Coulter’s A Year of Days is similarly life-affirming, even while its occasion is the death of the author’s mother after a lengthy illness. Her emphasis is on intensified attention to recurring yet distinct moments, from the counting of “Twenty-Eight Magnificent Mexican Sunsets” (winter vacations), through “Pesky Natal Days” (birthdays), “Death by Dementia” (Canadian winter), and the equally quirky reflections on parental days, Easter (spring), and Thanksgiving (fall). The evocative “Lakes I Have Known” is a celebration of the senses and emotions associated with water through various regions; in effect, it is a celebration of Canada from an intensely personal and yet shared perspective on years, significant days, and experiences of significance. The days are predictable—Christmas is always coming—and yet the visceral nature of these experiences through the years is somehow more transient and more powerful.

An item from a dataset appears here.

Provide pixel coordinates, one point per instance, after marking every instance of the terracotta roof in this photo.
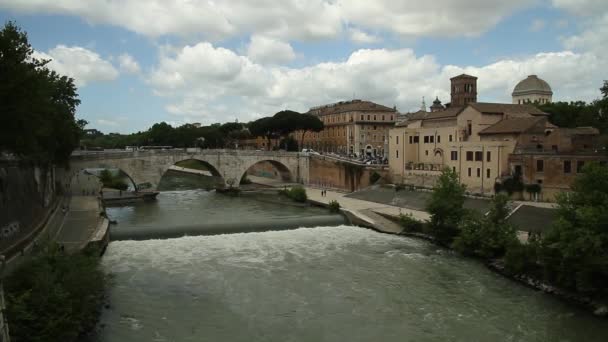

It is Leedahl’s perceptive and self-effacing sense of humour that resounds through I Wasn’t Always Like This, a foray into the genre of life writing after what she describes in a blog as a “quiet but prolific career.” Her experience of the Canadian writer’s life reaches out to a larger literary community—“We try and we try. It’s exhausting,” she states. The book is itself a stitching of journeys across Canada and internationally and family relationships as they unravel and resolve in new patterns; the places—whether coastal (East or West) or prairie, small town, rural, or urban—establish a fascinating backdrop for her recollections, admissions, confessions, and yearnings. In one section focusing on her dabbling in online dating, she provides a quirky and endearing list of her self-identified characteristics. In another, she reflects on an exchange in Mexico, and here—as in most sections—her contemplations on personality, place, and experience are candid and engaging. The arrangement of sections sometimes seems arbitrary, so that this book, like Coulter’s, can be picked up and set down without a loss of continuity; the teasing out of the expression “I wasn’t always like this” brings the concepts of time and stability into question. More disjointed to the reader are the selections of fictional writing that mark various sections of the book. Sections such as “Plenty of Fish” and “San Francisco: Photos Not Taken”—ingenious experimentations with narrative and intertextuality—show Leedahl at her best.

All three of these books are brief, “quiet” (Leedahl’s word), and powerful examples of Canadian life writing; when savoured they provide wisdom, intellectual engagement, and waves of intangible spirit. They are compelling appeals to a shared and yet intensely personal humanity.